El viernes pasado, en horas de la noche, el Congreso de la República aprobó una ley para facilitar el pago de deudas. Por amplia mayoría –con 115 votos a favor, uno en contra y una abstención–, el pleno creó el Programa de Garantías COVID-19 con un presupuesto de S/5.500 millones para respaldar parcialmente créditos de consumo, personales, hipotecarios, vehiculares y de microempresas y pequeñas empresas (mypes). Las garantías podrían beneficiar a aproximadamente siete millones de deudores, de acuerdo con estimaciones del titular de la Comisión de Economía del Congreso, Anthony Novoa, y serán operativas siempre que las entidades financieras mejoren las condiciones de los créditos a través de menores tasas de interés u otros mecanismos.

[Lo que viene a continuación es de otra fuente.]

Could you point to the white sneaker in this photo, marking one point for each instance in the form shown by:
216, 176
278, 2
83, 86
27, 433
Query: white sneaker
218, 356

En esencia, el proyecto aprobado es similar a lo propuesto por el Ejecutivo en los días previos. Como en ocasiones anteriores, la iniciativa impulsada por el Ministerio de Economía y Finanzas (MEF) fue de naturaleza reactiva y surgió en respuesta a otras mucho más peligrosas nacidas del Legislativo. Tanto la Comisión de Economía como la de Defensa del Consumidor del Congreso tenían dictámenes aprobados para empujar períodos de gracia forzosos en las empresas financieras, y que podían hacer un daño significativo a la solidez del sector cuando más se la necesita. Esas amenazas se habrían desactivado, por lo menos temporalmente, con la aprobación del proyecto del viernes pasado.
Así, a diferencia de lo sucedido con otros proyectos de ley reactivos del Ejecutivo –principalmente vinculados al sector previsional–, y que habían sido desestimados por el Congreso, esta vez los dos poderes del Estado encontraron espacios en común para trabajar una propuesta conjunta y con mayor responsabilidad técnica. En tiempos en los que esto último parece ser la excepción antes que la norma, el resultado es bienvenido.
La modificación medular de lo que finalmente se aprobó con respecto de lo que se proponía inicialmente en el Congreso es que el programa de garantías es un mecanismo voluntario, en el que las empresas del sector financiero pueden libremente decidir la medida en que desean alterar las condiciones de los créditos (siempre a favor del cliente) para usar la cobertura estatal. En otras palabras, se incentiva a los bancos, cajas y demás instituciones a mejorar los créditos, no se los fuerza.
Los detalles del programa aún están por definirse, pero en la medida en la que hay recursos públicos en juego estos deben acotar cualquier espacio de potencial aprovechamiento indebido. ¿Cómo se restringe, por ejemplo, que las instituciones financieras trasladen una parte desproporcionada de su cartera más riesgosa para que sea parcialmente cubierta por los contribuyentes? El programa aplica para créditos ya existentes que hayan cumplido, por lo menos, con un tercio de su cronograma, pero para evitar crear incentivos perversos a asumir más riesgos debe quedar claro que este esfuerzo de parte del Estado es único e irrepetible.
En la práctica, el Ejecutivo y el Legislativo han decidido hacer a todos los contribuyentes copartícipes del riesgo financiero de los créditos personales y mypes. La medida puede justificarse en el contexto de una crisis económica profunda que impone un estrés económico significativo sobre las familias y sobre el sector financiero. Es una propuesta excepcional –que ciertamente distorsiona el equilibrio regular y saludable de riesgos del sector– pensada para tiempos excepcionales. Aplicada correctamente por única vez, puede ayudar a la sostenibilidad económica del país. Aplicada incorrectamente o de forma recursiva, puede causar mucho más daño que beneficio.